In the 1992 election, James Ceaser and Andrew Busch wrote in
Upside Down and Inside Out:"The outsider appeal," they wrote, "resonates with fundamental elements of the American tradition that can be traced back to certain themes of the revolutionaries, the anti-federalists, the Jeffersonians, and the Jacksonians." William Jefferson Clinton pulled off the feat of running as an insider and outsider at the same time. He came from a modest background (though not quite as modest as he claimed), was governor of a poor state, and challenged party orthodoxy. At the same time, he was a Rhodes Scholar with a Yale law degree who had been courting party elders ever since a college internship with Senator J. William Fulbright.

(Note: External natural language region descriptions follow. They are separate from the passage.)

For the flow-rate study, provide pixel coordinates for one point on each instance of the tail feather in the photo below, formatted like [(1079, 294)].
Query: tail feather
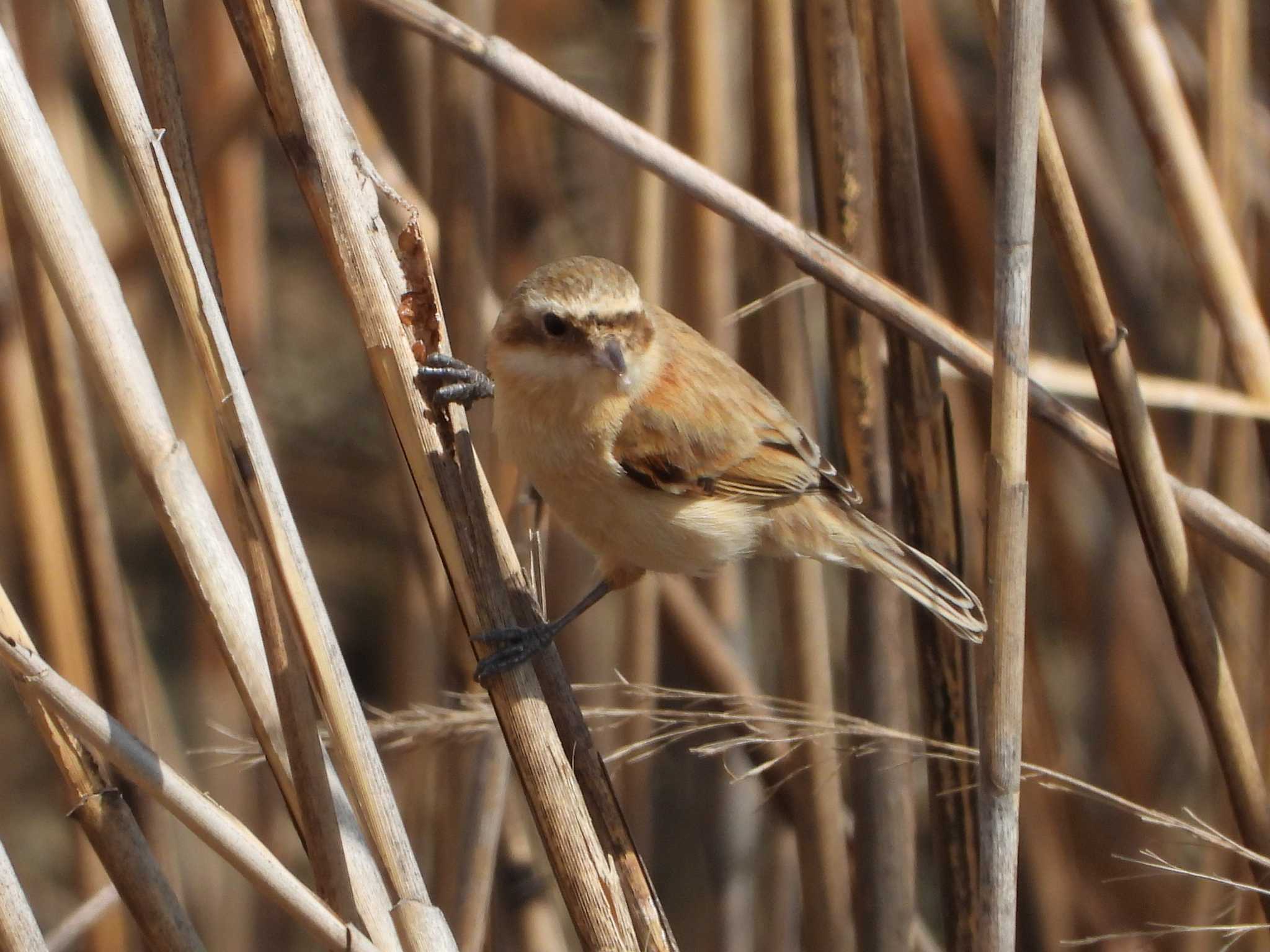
[(917, 576)]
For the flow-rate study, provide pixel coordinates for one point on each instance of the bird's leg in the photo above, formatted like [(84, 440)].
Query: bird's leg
[(518, 645), (455, 381)]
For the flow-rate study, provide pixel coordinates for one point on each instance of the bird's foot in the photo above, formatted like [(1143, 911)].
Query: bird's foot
[(454, 381), (518, 645)]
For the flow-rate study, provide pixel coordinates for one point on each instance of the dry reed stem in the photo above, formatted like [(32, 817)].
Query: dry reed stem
[(882, 794), (1161, 393), (1158, 520), (65, 936), (641, 645), (525, 889), (19, 932), (945, 125), (93, 301), (708, 276), (814, 256), (102, 812), (808, 662), (207, 821), (272, 537), (473, 540), (1188, 184), (120, 651), (1020, 33), (923, 476)]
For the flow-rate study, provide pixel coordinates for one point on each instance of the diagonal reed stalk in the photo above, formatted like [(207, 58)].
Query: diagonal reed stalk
[(601, 876), (210, 822), (828, 264), (272, 540), (19, 931), (1188, 183), (102, 812), (1020, 32)]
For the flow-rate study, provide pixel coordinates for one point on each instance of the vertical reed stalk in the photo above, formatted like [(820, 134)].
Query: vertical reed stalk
[(818, 258), (19, 932), (641, 647), (605, 885), (1192, 194), (1158, 518), (808, 663), (882, 786), (925, 480), (1020, 33)]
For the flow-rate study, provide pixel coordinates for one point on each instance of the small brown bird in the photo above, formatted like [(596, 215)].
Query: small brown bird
[(660, 452)]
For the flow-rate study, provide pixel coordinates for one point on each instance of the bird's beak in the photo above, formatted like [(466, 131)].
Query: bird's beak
[(610, 355)]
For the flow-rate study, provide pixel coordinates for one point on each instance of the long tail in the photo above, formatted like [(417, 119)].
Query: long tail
[(916, 574)]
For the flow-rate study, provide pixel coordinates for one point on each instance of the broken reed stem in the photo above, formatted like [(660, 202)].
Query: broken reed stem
[(100, 811), (19, 932), (207, 821), (535, 705), (1191, 191), (271, 535), (923, 479), (882, 789), (92, 298), (1020, 32), (813, 254), (808, 662), (1155, 507)]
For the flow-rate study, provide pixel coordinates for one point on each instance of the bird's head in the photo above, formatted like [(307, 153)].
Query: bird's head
[(575, 321)]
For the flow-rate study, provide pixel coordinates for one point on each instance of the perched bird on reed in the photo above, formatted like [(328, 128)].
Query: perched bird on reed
[(660, 452)]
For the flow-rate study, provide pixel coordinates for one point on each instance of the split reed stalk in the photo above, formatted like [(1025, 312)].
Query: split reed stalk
[(272, 537), (473, 540), (1020, 31), (813, 254), (879, 669), (1155, 507), (808, 662), (100, 811), (19, 932), (211, 823), (925, 483), (92, 298)]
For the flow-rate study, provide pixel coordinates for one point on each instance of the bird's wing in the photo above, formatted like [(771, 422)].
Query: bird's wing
[(705, 427)]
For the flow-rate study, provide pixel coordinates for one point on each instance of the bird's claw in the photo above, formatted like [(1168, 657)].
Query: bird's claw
[(518, 645), (454, 381)]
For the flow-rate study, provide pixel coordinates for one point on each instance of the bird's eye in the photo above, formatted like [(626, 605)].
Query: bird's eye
[(554, 324)]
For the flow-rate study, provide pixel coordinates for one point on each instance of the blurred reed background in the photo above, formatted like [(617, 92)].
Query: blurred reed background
[(763, 824)]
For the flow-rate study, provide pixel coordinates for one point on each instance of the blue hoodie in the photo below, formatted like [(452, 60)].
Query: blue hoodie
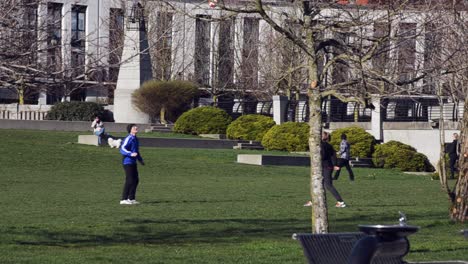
[(129, 146)]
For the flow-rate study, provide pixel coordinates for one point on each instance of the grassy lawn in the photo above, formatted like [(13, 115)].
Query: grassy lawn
[(60, 204)]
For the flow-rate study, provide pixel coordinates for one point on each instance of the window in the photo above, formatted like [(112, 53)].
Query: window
[(116, 39), (249, 68), (54, 36), (164, 46), (202, 50), (340, 69), (380, 60), (226, 53), (406, 50), (78, 31)]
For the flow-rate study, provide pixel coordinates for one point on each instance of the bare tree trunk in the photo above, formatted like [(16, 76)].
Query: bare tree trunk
[(441, 168), (317, 191), (162, 115), (459, 210)]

Patrick O'Connor and Byron Tau writes at the
Wall Street Journal:
Florida Sen. Marco Rubio likes to remind GOP primary voters of the long odds he faced running for the Senate in 2010.
“Everybody in the Republican establishment came forward and said, ‘You can’t run, it’s not your turn, you’ve got to wait in line,’ ” Mr. Rubio told the crowd at a recent campaign stop in early-voting Iowa.
The underdog narrative helps Mr. Rubio cast himself as a political outsider to a party desperate for change. But it glosses over a basic fact: The 44-year-old Florida senator has spent the bulk of his working life in politics, reared by the party whose leaders he occasionally campaigns against.
This tension between Rubio the insider and Rubio the outsider cuts to the heart of his biggest challenge in the Republican primary—positioning himself as a bridge candidate, while some of his rivals specifically target evangelicals and tea-party conservatives and others focus on rallying the establishment.
...
Researchers at the University of Massachusetts-Amherst recently polled Republican primary voters and found they move fairly fluidly between the top four candidates—Messrs. Trump, Carson, Cruz and Rubio. However, the Florida senator served as a link between the outsiders and the establishment contenders, such as former Florida Gov. Jeb Bush and New Jersey Gov. Chris Christie.
“Rubio shares a lot of support with Trump, Carson and [former Hewlett-Packard Co.Chief Executive Carly] Fiorina and with establishment candidates, like Bush and Christie,” said Mia Costa, one of the researchers on that poll. “He’s well-positioned to pick up supporters from both camps.”